Further to my post about the boudoir shoot, I definitely haven’t always considered myself “beautiful” or worthy of such attention. Even though I’m at a place where I’m happy with my healthy body I vacillated for a long while about whether or not to post pics; not due to embarrassment, but because the shots were meant for me and it might seem odd/too personal to share.
Then I thought about how often the representation of the female form is distorted within our society.
The other morning a dear friend of mine sent out a link to this website. Please click the link and visit, even if you just stay for a few moments, the stories of self-acceptance and what these women have/had to go through to get there are encouraging and uplifting.
My Mother ‘The Model’
A friend of mine asked for more information re: my mother the model, so I thought I’d answer here. To the best of my knowledge, here goes 🙂
Q: I’m just curious what kind of modelling she did and if she did it while you were around, or if it was all before she had kids.

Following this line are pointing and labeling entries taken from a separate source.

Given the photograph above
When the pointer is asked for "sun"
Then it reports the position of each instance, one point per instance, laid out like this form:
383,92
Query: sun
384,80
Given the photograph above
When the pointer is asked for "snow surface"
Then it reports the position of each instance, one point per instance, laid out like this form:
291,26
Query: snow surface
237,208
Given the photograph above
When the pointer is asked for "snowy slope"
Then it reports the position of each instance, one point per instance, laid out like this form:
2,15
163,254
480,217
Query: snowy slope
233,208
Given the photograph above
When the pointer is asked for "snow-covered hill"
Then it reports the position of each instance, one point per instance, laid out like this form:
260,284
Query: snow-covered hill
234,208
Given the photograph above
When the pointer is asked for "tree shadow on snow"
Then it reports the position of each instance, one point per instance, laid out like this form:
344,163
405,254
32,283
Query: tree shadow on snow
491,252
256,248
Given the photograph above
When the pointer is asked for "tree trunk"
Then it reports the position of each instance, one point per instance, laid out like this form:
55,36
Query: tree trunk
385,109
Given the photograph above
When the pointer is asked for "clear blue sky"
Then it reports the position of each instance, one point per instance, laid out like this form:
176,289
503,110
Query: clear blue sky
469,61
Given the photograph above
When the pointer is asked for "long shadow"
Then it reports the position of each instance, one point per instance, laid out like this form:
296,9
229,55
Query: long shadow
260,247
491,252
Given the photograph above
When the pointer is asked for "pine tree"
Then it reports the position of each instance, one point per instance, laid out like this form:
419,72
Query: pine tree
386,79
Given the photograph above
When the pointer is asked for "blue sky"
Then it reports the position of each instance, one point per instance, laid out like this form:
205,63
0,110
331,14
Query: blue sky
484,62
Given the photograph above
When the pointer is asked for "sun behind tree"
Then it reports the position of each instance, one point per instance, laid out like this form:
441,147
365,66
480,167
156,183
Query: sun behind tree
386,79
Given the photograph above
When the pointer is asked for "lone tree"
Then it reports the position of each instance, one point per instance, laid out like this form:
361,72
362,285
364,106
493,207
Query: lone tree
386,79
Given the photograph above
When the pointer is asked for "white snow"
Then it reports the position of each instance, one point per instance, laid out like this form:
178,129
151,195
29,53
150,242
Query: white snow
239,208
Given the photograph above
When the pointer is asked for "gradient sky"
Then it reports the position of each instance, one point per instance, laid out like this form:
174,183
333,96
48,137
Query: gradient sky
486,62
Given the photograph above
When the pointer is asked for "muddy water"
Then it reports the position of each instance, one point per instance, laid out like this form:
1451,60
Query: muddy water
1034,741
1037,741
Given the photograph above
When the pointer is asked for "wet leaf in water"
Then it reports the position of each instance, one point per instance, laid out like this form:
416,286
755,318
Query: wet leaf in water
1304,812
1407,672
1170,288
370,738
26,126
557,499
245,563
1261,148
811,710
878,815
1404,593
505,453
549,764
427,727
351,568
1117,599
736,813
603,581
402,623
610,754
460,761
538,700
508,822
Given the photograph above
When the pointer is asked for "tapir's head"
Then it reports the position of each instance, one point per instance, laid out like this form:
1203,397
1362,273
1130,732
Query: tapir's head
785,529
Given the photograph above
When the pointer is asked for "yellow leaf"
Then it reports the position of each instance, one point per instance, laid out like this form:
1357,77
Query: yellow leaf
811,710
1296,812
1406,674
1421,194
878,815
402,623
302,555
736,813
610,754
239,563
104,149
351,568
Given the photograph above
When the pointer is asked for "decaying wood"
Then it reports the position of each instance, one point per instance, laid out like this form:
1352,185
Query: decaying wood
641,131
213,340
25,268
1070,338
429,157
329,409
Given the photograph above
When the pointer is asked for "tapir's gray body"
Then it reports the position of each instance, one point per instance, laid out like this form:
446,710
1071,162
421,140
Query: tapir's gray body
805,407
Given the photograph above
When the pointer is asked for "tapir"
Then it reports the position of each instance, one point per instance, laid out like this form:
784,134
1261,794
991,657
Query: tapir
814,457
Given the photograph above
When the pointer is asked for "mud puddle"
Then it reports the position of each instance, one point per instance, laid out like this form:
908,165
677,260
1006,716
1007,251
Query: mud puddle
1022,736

A: She mostly did print-work and commercials, with a couple of small parts on television shows thrown in, because she wasn’t tall enough BUT she was definitely thin enough. I’ll never forget being thirteen and trying on a dress my mom wore when she was thirty and it was too small for me… AND she wore it after having given birth to two kids! Lots of italics in that sentence.
Most of her work happened in Edmonton and from ages of 20(ish)-30, during which she had two kids and kept on going. One of her favourite stories is about her thirtieth birthday. She was doing a commercial for fitness world so they were having her weigh herself etc. etc. At lunch she had to race off to breast-feed me. When she got back to the shoot she weighed herself again and had lost three pounds. The director caught her just as she was squealing with delight saying, “I lost weight!”
Q: Do you have any of her pictures?
A: Unfortunately, she mostly did print work and either did not receive her television stuff or got it on Beta 😉 I’ve asked her to send me a photo if she can.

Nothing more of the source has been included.